Should you take a bite of Apple stock? Maybe

ByABC News
May 5, 2009, 5:25 PM

— -- A: For investors, the important debate isn't whether you're a Mac or a PC. The question is whether you should buy stock in Apple or not.

Apple is one of those extremely difficult stocks to analyze. The company has a history of reinventing itself every few years, making historical trend analysis not all that reliable.

Additionally, the company's skill at marketing and advertising allows it to get premium pricing for many of its products, which helps its profitability, but that's difficult to forecast.

Getting consumers excited about its products is something Apple is good at. But should investors get excited about its stock? To find out, let's put the stock through the four steps we rely on at Ask Matt:

Step 1: Risk vs. reward. When you take a risk on a stock, you want to make sure you're properly rewarded. Downloading Apple's trading history back to 1980, we see the company generated an average annual compound rate of price appreciation of 12.6%. This is relatively high; the S&P 500 posted a 10.1% annual return in the same time frame, says IFA.com.
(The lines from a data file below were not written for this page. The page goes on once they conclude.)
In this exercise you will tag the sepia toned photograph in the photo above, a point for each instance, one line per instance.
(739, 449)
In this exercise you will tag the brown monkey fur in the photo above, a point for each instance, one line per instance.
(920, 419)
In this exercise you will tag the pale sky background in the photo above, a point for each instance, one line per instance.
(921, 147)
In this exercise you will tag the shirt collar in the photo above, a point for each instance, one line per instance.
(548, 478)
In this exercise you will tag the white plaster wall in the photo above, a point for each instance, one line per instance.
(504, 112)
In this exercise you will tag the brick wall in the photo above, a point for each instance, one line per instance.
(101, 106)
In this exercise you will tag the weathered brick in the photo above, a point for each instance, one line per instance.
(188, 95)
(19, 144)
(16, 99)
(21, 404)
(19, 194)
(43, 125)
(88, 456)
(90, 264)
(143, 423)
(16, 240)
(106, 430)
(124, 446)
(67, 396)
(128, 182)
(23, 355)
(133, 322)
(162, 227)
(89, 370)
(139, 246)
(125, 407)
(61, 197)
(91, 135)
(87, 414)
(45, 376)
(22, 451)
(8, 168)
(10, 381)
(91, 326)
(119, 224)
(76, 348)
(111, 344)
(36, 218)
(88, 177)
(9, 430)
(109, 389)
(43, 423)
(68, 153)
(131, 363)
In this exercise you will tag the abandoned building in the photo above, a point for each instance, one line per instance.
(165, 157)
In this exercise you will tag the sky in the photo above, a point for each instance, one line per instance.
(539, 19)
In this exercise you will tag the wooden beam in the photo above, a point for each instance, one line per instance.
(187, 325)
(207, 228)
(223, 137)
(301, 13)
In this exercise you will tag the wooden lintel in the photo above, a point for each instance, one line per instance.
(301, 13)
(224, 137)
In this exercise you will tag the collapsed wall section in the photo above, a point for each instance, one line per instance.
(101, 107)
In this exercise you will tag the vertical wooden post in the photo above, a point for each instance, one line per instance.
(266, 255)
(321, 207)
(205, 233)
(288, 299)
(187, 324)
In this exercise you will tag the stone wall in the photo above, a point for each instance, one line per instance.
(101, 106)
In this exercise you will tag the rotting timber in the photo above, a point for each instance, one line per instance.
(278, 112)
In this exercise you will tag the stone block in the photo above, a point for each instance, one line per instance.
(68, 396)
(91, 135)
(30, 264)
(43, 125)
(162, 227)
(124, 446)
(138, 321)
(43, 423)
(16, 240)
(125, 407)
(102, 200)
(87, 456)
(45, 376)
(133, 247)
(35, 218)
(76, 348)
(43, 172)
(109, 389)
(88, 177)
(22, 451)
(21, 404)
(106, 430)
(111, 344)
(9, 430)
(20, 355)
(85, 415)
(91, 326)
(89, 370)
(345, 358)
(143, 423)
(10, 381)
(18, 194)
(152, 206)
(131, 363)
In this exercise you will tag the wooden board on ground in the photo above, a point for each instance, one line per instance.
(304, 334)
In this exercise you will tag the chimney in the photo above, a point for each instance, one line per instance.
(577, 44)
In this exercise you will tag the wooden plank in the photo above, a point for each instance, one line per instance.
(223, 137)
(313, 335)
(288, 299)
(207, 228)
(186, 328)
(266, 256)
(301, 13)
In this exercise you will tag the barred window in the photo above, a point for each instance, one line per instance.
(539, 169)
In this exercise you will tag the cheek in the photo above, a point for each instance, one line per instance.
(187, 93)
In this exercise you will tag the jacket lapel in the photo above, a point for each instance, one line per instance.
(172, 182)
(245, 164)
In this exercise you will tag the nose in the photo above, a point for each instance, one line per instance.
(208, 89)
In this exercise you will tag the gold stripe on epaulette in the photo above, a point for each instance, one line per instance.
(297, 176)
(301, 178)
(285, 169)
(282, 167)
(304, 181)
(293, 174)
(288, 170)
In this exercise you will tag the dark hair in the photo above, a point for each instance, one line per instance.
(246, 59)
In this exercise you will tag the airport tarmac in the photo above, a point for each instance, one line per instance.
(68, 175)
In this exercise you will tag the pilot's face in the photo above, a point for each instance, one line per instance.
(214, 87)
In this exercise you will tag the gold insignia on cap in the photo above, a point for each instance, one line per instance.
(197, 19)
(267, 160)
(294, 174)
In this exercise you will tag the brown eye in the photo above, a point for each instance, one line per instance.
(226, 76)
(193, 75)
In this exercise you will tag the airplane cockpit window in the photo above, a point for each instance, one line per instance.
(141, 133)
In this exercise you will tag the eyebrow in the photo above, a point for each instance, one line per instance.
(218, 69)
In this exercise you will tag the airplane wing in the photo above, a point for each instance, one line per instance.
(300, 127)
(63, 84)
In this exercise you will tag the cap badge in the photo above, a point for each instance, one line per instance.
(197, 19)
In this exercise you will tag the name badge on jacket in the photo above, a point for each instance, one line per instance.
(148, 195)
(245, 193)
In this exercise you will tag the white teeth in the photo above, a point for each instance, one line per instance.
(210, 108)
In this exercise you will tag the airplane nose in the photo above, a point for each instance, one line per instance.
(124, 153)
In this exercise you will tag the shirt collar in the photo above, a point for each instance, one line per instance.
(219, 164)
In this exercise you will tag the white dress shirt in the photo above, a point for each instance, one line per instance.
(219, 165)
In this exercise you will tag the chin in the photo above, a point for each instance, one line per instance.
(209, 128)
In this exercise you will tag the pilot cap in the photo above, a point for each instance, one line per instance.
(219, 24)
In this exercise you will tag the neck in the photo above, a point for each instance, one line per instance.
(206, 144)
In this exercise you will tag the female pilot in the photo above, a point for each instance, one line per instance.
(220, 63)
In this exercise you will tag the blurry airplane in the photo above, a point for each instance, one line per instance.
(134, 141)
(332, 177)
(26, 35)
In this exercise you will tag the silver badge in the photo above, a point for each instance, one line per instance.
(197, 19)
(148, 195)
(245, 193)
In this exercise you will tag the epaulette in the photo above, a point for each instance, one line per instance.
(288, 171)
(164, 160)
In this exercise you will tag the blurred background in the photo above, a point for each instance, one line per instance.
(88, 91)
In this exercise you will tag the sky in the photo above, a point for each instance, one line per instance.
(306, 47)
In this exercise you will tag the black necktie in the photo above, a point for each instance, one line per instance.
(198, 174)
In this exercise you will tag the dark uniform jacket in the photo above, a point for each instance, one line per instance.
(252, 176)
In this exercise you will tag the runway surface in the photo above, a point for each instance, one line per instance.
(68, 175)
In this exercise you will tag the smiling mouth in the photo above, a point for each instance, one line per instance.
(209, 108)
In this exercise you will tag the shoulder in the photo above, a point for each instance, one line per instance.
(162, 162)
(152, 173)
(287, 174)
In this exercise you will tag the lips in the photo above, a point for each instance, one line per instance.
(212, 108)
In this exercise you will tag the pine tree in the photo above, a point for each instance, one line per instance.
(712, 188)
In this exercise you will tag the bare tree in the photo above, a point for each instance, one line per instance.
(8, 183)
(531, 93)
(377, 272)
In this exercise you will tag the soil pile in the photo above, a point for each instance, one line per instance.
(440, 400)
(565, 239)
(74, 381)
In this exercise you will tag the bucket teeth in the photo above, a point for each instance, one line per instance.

But here's the rub. If you owned Apple, you accepted higher risk standard deviation of 75.5 percentage points. That's much higher than the 15.5 percentage point risk of the S&P 500 during the period. So to get a 24.8% higher return you accepted 387% higher risk. That's not a great tradeoff and should stop many investors right there.

Step 2: Measure the stock's discounted cash flow. Some investors decide if a stock is pricey by comparing its current price to the present value of its expected cash flows. It's a complicated analysis made simple with a system from NewConstructs. When I run Apple's stock, I find it's rated "neutral." In other words, the stock is neither cheap or expensive relative to the cash the company is expected to generate over its lifetime.